« Les Français sont-ils paresseux ? » titre l’hebdomadaire allemand Der Spiegel sur les contestations de la réforme des retraites, en France. Entre étonnement, critique, et encouragement, le projet de loi interpelle la presse étrangère.
Les médias étrangers sont divisés sur la pertinence des manifestations contre la réforme des retraites en France. © Montage : Luca Salvatore
Depuis que le gouvernement a annoncé une réforme des retraites avec notamment un report de l'âge de départ de 62 à 64 ans d'ici 2030, le pays se tend. Le reste du monde observe l’Hexagone avec curiosité – et une bonne dose d’amusement.
« Partir à la retraite à 64 ans avec une pension complète, beaucoup de personnes en Europe ne peuvent qu'en rêver », constate Die Tageszeitung, quotidien de gauche allemand. L’âge de la retraite en France est beaucoup plus bas que dans la plupart des autres pays européens : l’Italie, l’Allemagne et l’Espagne ont décidé de le porter à 67 ans, au Royaume-Uni il est de 66 ans.
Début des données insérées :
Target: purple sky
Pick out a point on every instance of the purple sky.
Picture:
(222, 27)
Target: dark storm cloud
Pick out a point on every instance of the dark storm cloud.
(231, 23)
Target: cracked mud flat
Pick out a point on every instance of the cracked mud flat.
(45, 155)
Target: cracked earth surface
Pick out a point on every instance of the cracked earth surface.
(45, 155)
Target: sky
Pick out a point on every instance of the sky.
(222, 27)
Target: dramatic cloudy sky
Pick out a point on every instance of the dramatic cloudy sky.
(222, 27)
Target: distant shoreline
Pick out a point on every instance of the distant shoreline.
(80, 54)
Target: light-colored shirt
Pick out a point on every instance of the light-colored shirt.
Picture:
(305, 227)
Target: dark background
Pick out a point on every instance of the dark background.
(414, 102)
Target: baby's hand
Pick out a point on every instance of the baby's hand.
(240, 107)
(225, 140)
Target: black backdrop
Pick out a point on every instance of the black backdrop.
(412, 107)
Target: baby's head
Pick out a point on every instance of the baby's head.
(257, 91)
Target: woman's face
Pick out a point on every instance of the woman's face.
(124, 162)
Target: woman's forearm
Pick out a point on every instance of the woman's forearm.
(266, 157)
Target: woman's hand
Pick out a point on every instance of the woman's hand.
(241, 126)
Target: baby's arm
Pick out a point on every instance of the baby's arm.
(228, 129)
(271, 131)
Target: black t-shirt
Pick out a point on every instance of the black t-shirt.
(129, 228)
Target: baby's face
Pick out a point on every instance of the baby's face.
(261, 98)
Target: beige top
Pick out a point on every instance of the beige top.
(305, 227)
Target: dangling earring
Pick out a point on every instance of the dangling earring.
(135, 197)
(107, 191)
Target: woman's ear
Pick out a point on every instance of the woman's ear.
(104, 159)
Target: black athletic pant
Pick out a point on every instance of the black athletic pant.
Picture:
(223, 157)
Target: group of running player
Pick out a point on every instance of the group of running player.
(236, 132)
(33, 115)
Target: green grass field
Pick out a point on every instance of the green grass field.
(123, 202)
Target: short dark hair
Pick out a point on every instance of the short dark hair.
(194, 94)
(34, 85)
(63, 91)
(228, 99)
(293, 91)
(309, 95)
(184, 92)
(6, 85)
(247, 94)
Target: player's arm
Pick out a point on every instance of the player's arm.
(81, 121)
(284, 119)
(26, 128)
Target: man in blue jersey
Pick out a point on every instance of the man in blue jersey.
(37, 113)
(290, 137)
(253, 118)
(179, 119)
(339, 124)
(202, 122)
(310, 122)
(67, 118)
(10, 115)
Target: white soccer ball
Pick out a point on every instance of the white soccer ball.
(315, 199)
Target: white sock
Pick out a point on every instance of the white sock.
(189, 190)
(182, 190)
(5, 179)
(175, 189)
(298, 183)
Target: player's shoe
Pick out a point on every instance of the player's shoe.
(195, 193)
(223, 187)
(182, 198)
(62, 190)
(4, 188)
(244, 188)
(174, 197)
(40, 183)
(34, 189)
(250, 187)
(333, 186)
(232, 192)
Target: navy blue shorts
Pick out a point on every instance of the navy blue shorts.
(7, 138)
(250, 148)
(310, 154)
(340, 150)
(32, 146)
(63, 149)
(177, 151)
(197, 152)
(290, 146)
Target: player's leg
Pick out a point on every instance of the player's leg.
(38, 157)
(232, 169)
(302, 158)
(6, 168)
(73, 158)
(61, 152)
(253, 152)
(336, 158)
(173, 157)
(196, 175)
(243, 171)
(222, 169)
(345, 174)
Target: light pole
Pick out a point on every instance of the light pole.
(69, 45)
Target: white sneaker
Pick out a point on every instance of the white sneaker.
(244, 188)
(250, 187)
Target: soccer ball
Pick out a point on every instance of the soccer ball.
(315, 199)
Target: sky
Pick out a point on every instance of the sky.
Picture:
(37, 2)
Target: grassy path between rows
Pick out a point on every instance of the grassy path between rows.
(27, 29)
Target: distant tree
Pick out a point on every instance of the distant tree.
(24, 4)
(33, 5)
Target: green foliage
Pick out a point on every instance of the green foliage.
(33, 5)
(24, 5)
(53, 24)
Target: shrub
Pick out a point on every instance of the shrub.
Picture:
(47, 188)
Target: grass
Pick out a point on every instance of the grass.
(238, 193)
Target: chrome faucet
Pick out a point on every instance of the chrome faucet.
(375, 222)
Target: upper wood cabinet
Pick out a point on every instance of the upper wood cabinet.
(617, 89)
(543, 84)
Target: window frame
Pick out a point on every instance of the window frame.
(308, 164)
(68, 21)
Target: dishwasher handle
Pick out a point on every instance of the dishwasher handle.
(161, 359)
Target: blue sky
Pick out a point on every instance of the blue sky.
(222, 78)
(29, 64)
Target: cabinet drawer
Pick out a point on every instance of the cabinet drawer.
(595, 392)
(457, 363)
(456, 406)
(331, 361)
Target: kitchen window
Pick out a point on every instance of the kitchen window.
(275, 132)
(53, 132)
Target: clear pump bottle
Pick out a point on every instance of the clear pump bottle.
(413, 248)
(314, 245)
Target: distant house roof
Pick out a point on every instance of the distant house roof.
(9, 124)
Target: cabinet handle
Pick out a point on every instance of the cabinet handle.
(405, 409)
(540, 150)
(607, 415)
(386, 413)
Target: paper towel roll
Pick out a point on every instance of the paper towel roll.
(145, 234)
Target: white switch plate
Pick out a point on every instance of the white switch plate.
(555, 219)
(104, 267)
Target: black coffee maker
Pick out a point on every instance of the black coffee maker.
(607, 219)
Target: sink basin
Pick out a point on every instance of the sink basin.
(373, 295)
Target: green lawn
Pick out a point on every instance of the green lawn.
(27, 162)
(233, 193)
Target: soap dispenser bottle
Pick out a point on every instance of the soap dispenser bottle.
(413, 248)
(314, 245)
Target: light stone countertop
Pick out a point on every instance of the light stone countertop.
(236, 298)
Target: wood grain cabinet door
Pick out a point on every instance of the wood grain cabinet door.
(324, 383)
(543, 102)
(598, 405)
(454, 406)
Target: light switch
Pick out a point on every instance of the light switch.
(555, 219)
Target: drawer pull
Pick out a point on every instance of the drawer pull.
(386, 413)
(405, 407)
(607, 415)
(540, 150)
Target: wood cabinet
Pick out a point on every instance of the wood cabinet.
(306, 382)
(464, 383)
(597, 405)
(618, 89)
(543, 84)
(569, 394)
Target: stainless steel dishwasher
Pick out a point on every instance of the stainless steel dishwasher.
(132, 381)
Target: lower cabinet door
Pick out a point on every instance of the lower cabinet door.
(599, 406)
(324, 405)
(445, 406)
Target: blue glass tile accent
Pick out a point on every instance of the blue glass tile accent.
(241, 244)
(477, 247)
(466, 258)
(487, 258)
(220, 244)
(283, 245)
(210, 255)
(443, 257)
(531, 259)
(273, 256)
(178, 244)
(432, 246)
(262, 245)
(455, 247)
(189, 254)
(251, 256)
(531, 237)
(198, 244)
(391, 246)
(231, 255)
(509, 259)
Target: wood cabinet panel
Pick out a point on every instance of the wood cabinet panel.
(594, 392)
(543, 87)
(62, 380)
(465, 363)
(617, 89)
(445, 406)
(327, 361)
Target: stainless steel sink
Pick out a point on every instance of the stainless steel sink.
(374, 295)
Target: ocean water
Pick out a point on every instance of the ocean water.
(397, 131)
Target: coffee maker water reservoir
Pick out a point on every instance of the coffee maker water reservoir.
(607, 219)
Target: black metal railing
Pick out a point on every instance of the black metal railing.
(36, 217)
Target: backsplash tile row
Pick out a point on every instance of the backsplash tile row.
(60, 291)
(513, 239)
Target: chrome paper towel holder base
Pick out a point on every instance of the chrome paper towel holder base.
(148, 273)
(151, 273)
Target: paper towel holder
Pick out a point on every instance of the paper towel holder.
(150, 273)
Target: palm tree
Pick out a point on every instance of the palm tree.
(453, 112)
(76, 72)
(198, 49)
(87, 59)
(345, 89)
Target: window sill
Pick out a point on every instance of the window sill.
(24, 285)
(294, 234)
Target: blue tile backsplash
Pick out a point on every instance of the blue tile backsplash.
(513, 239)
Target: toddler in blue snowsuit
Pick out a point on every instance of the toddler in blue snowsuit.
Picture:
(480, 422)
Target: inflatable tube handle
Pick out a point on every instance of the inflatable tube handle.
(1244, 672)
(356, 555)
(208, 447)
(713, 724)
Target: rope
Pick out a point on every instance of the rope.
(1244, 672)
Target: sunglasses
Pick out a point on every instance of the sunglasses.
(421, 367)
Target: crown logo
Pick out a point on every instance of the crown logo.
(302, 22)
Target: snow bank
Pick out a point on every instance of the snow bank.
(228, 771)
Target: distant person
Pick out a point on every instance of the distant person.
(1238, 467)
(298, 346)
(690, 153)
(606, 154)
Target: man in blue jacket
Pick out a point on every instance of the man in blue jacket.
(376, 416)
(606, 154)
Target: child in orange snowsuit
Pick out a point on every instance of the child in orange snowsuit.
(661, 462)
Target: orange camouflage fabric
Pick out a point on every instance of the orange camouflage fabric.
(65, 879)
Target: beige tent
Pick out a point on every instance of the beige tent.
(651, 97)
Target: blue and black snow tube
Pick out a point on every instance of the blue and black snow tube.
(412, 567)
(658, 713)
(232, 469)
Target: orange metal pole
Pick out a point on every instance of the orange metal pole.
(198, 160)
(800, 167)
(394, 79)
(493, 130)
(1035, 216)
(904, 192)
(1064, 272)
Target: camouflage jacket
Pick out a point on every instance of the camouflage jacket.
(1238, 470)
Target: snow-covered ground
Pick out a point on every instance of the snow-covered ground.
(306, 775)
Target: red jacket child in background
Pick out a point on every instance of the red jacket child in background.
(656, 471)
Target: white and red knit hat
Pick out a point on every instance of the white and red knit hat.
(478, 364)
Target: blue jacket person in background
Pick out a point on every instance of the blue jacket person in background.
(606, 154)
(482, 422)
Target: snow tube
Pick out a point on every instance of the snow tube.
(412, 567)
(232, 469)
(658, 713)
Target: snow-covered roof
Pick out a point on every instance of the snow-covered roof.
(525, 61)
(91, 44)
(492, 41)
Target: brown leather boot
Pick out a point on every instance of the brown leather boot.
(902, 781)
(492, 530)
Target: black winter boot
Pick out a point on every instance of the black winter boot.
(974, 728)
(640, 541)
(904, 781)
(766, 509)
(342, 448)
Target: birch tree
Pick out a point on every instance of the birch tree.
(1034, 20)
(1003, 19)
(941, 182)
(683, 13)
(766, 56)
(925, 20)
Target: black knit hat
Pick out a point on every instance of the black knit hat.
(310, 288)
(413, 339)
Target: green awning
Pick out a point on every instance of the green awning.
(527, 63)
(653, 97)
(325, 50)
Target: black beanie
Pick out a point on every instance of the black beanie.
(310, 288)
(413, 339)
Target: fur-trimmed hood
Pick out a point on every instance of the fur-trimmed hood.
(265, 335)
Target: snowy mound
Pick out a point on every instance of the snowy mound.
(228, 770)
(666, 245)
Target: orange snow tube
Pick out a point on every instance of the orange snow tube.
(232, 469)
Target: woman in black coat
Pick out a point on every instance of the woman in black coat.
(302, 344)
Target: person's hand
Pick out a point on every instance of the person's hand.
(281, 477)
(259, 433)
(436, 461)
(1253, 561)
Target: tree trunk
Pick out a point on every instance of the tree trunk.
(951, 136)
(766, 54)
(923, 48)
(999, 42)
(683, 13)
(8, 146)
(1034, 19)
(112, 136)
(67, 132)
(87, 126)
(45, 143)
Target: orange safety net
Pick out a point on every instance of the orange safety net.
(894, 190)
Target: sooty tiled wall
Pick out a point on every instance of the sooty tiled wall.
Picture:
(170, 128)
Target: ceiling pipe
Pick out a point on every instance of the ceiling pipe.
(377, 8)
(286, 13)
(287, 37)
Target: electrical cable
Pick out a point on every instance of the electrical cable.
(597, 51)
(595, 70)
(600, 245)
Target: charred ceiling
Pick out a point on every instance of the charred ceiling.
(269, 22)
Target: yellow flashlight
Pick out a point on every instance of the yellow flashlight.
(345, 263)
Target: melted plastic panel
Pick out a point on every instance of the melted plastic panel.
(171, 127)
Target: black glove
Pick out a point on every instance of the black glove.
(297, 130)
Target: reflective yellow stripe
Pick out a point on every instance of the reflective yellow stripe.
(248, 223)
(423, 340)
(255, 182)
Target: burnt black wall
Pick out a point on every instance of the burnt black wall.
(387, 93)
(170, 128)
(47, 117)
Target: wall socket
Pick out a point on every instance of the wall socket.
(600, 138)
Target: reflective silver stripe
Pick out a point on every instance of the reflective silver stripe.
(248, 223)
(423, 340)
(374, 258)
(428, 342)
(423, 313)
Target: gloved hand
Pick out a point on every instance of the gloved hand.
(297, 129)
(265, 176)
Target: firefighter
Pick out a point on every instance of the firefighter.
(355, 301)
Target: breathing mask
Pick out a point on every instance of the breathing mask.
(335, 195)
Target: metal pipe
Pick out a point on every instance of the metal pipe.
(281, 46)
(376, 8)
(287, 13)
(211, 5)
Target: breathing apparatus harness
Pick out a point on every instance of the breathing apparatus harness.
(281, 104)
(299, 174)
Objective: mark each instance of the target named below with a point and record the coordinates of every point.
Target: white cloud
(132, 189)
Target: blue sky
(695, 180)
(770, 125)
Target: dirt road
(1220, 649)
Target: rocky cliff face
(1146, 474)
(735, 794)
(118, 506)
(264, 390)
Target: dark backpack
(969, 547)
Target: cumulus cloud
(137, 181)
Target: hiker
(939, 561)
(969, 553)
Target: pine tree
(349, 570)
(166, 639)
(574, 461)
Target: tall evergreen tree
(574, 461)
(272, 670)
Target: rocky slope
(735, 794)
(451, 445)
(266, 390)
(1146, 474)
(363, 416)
Die Tageszeitung estime pourtant que la simple comparaison avec l’âge légal de départ dans d’autres pays « n’est toutefois pas pertinente », vu le contexte français très particulier. En effet, depuis que le président socialiste François Mitterrand a abaissé l’âge de départ à 60 ans en 1981, cette retraite plutôt précoce est considérée par une partie des Français comme un acquis social et « une pièce maîtresse » de toute la politique sociale. L’âge de la retraite serait donc devenu « une vache sacrée » – et le relèvement de ce dernier pour les personnes nées après 1961 équivaut donc « à l’abattage annoncé » de l’animal, explique le journal en filant la métaphore.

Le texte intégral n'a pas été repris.